Er braucht keine Freunde, denn er hat sich und Mutti.
In den Augen seiner Mitmenschen, jedenfalls die, die ihn beachteten, fristet er sein Dasein, lebt das Leben einer Made, denn so wie sie sich durch die Blätter eines verdorbenen Kohlkopfs frisst, so schmierig drängt er sich in die Leben der Menschen, er schwärzt sie an, er lügt wenn er spricht, er provoziert, er findet an niemanden seinen Gefallen, er kann es einfach nicht.
Wie die Made kriecht er durchs Leben und so beschränkt, wie eine Made nun einmal ist, so läuft auch er, lernt nichts hinzu, wenn man ihn seines Verhaltens aufmerksam macht. Er will einfach nicht lernen.
So wie die Menschen faulenden Kohl mögen, so mag man auch ihn und zwar aus den selben Gründen. Denn er kann, das hat er oft bewiesen, nur Kohl zum Verderben bringen. An diesen süßen, penetranten Geruch kann man einige Menschen gewöhnen, die ihn einfach verdrängen, doch den meisten beißt er in der Nase.

Es war an einem eisigen Winterabend, es war Freitag, so sagte es der akkurat geführte Kalender. Dunkel war es. Der Zug kroch kreischend über die kalten Schienen. Allein saß er im hellen Wagon und versuchte hinaus auf die gefrorenen Felder zublicken, doch sah er nichts als Finsternis, nur wenn der Zug über die kleinen Bahnstationen rollte, sah er den vom Frost bereiften Asphalt, der im blauen Licht der einzelnen Straßenlaterne glitzerte.
Als der Zug, mit dem Wagon, mit dem Sitz, auf dem er saß, in dem Ort ankam, in dem er zum Leide der Menschen wohnte, erhob er sich noch während der letzten Meter und schloss sich, wegen der Kälte, den Reißverschluss seiner Jacke, die nicht wärmte, wenn nicht der Name darauf stehen würde, der auf ihr stand.

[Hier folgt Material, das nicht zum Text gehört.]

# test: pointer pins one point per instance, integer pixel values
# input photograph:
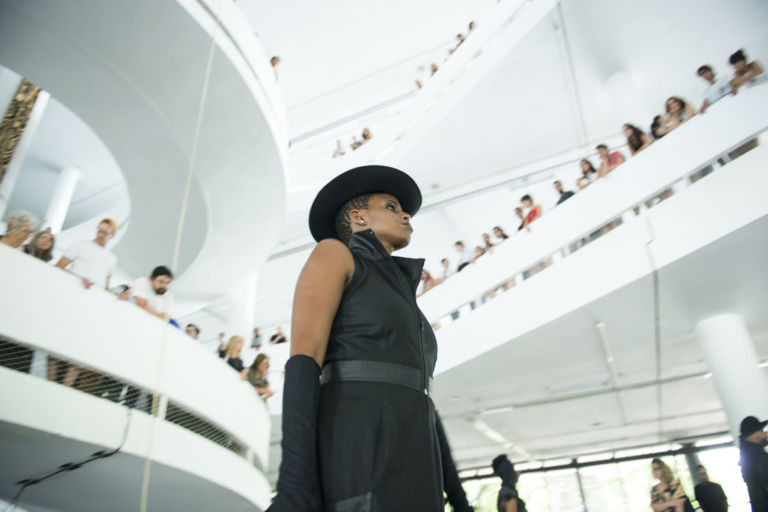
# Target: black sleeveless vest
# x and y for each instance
(377, 444)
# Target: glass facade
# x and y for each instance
(613, 486)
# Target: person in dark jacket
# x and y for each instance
(754, 461)
(360, 430)
(508, 499)
(710, 495)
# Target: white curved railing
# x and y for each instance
(49, 311)
(666, 164)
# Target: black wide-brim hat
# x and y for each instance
(368, 179)
(750, 425)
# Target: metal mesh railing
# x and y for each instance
(22, 358)
(181, 416)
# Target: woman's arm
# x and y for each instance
(511, 505)
(318, 293)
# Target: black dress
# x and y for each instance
(378, 449)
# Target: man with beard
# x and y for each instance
(508, 500)
(754, 461)
(151, 294)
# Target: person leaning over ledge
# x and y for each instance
(90, 259)
(20, 224)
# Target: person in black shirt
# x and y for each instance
(563, 194)
(508, 499)
(754, 461)
(710, 495)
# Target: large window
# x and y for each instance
(615, 486)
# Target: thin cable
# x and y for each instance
(176, 252)
(656, 328)
(70, 466)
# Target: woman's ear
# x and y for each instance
(356, 216)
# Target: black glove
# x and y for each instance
(298, 485)
(451, 483)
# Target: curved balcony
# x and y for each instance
(136, 74)
(154, 392)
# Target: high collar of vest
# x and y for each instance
(365, 243)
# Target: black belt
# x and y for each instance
(370, 371)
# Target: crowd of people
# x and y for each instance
(678, 112)
(668, 494)
(460, 38)
(94, 264)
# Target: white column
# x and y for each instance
(14, 167)
(61, 199)
(242, 306)
(733, 361)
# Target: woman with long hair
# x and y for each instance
(231, 352)
(360, 430)
(257, 376)
(41, 245)
(678, 112)
(743, 72)
(668, 494)
(637, 140)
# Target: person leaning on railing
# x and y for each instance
(667, 495)
(41, 245)
(257, 376)
(90, 259)
(20, 224)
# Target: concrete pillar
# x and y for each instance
(733, 361)
(9, 177)
(61, 199)
(242, 307)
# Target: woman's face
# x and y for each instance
(386, 218)
(45, 241)
(674, 106)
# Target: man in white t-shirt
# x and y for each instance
(465, 257)
(90, 259)
(151, 293)
(717, 89)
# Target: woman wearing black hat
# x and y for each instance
(754, 461)
(362, 434)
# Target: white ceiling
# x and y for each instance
(64, 140)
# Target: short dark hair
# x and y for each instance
(737, 56)
(342, 224)
(162, 270)
(497, 461)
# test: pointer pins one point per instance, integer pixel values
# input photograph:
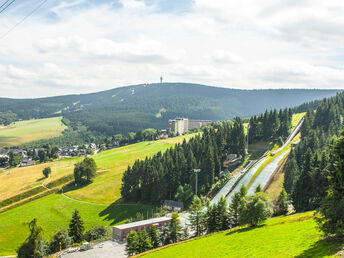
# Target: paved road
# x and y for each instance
(109, 249)
(246, 179)
(266, 173)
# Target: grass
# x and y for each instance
(105, 188)
(30, 130)
(54, 212)
(286, 236)
(296, 118)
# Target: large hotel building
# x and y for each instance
(180, 125)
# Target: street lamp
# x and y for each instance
(197, 170)
(248, 128)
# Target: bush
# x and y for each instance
(60, 238)
(97, 232)
(46, 172)
(255, 209)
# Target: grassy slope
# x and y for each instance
(104, 189)
(54, 212)
(276, 185)
(30, 130)
(290, 236)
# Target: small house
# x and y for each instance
(120, 232)
(173, 205)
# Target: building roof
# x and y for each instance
(172, 203)
(142, 223)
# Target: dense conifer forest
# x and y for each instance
(312, 161)
(158, 178)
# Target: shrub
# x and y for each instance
(59, 238)
(97, 232)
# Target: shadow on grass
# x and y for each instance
(117, 212)
(242, 230)
(41, 179)
(71, 186)
(323, 248)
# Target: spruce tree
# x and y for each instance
(76, 227)
(196, 215)
(303, 192)
(154, 236)
(291, 173)
(332, 208)
(132, 243)
(30, 248)
(281, 204)
(174, 228)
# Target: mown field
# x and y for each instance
(105, 188)
(30, 130)
(54, 212)
(287, 236)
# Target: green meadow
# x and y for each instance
(30, 130)
(105, 187)
(287, 236)
(54, 212)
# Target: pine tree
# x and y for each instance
(30, 247)
(302, 195)
(291, 173)
(132, 243)
(332, 208)
(174, 228)
(237, 200)
(258, 189)
(76, 227)
(282, 205)
(196, 215)
(154, 236)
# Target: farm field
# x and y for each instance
(286, 236)
(54, 212)
(104, 189)
(30, 130)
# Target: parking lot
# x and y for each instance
(102, 250)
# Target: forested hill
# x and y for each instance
(131, 108)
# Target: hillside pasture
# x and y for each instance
(54, 212)
(105, 188)
(30, 130)
(287, 236)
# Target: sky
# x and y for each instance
(81, 46)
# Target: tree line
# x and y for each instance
(157, 178)
(314, 173)
(36, 246)
(204, 219)
(272, 124)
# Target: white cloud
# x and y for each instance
(243, 44)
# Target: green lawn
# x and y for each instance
(30, 130)
(296, 118)
(105, 188)
(287, 236)
(54, 212)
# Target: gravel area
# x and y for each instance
(108, 249)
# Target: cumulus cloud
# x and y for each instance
(78, 46)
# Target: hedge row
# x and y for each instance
(60, 181)
(35, 191)
(47, 192)
(21, 196)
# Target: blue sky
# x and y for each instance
(79, 46)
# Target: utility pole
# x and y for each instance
(248, 128)
(197, 170)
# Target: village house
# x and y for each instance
(120, 232)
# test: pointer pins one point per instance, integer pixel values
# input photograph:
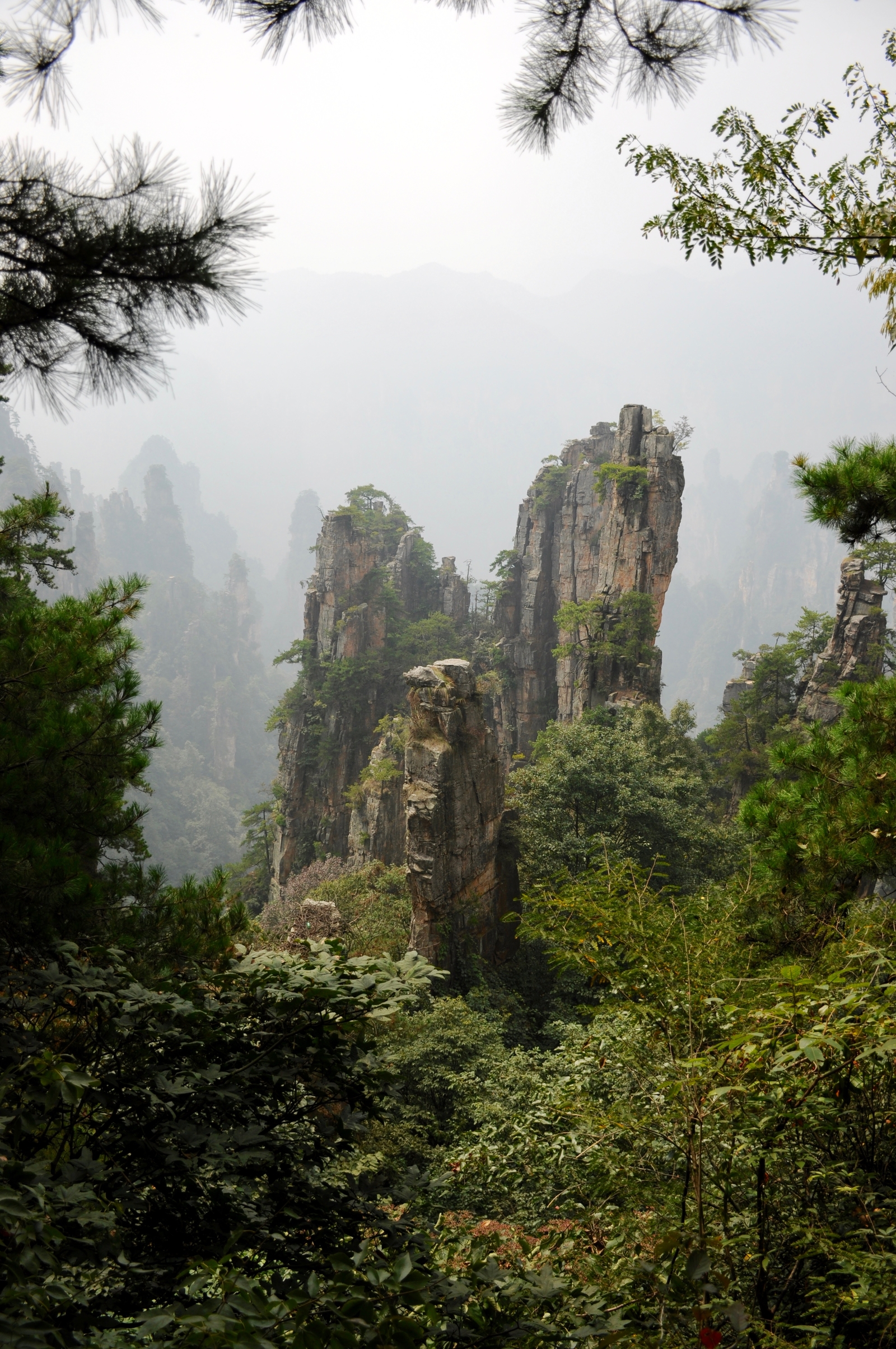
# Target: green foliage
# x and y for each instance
(198, 1146)
(767, 199)
(826, 821)
(506, 564)
(549, 485)
(376, 514)
(855, 490)
(166, 930)
(390, 759)
(73, 738)
(373, 903)
(251, 877)
(443, 1055)
(631, 482)
(879, 556)
(616, 636)
(632, 779)
(741, 741)
(29, 531)
(720, 1140)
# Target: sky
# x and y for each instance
(440, 309)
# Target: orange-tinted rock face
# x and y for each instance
(579, 537)
(462, 872)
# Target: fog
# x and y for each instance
(439, 312)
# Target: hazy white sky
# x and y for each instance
(381, 153)
(382, 150)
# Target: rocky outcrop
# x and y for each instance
(737, 687)
(598, 523)
(454, 593)
(374, 576)
(377, 825)
(855, 650)
(325, 742)
(462, 873)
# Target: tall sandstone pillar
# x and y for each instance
(855, 650)
(462, 872)
(584, 534)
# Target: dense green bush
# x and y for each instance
(633, 780)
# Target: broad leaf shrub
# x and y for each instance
(721, 1136)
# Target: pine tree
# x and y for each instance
(74, 742)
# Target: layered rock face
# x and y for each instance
(737, 687)
(366, 557)
(855, 650)
(377, 825)
(587, 532)
(462, 872)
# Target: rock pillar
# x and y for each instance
(462, 873)
(856, 649)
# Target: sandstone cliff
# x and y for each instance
(462, 873)
(600, 523)
(377, 825)
(855, 650)
(374, 582)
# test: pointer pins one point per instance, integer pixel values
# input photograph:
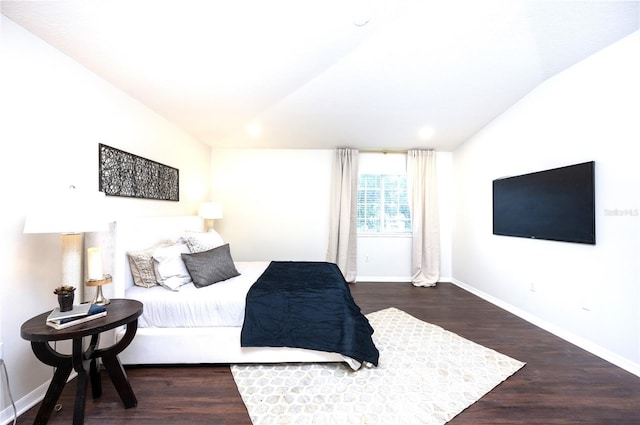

Doch auch trotzdem wärmte sie nicht, denn die Welt ist schlecht und der Kohl konnte nur faulen.
Er stieg hinaus in die schneidende Kälte, auf den Bahnsteig des alten Bahnhofes, der über die Dekanen des letzten Jahrhunderts unzählige, unliebsame Menschen ertragen hatte. Verfallen war das Gebäude, trübsinnig stand es, auch hier, im blauen Neon-Licht.
Auf dem schwarzen Teer sah er in der Dunkelheit, auf Entfernung, eine Gruppe junger Menschen stehen, die so alt waren, wie er selbst. Sie hatten ihren Spaß, standen dicht gedrängt im Kreise und beachteten das altersschwache Gebäude nicht, dazu waren sie zu jung. Er kannte sie und wusste, dass sie ihn kennen würden, wenn er sich zeigte. Sie konnten den Geruch nicht ab, sie rochen ihn penetrant und mussten davon aufstoßen. Das wusste er, darum wollte er sich im Schatten der blauen Lichtkugeln, hinter dem alten Gebäude verschwindend, in Sicherheit bringen und so schlich er, in der Dunkelheit...
Ein naturbewusster Mensch pflanzte beim Bau des Bahnhofes, eine Esche, die auch noch heute gedeiht. Sie trägt Blätter, die im Herbst fallen, die dort liegen, die im kalten Wind dorren und erst im Frühjahr sich zersetzen.
In der Dunkelheit schlich er, Schritt für Schritt, doch dann versperrte ihm eines der ausgemergelten Blätter den Weg. Die abendliche Stille hatte ein Ende. Köpfe wandten sich, Blicke vielen, schnelle Schritte folgten.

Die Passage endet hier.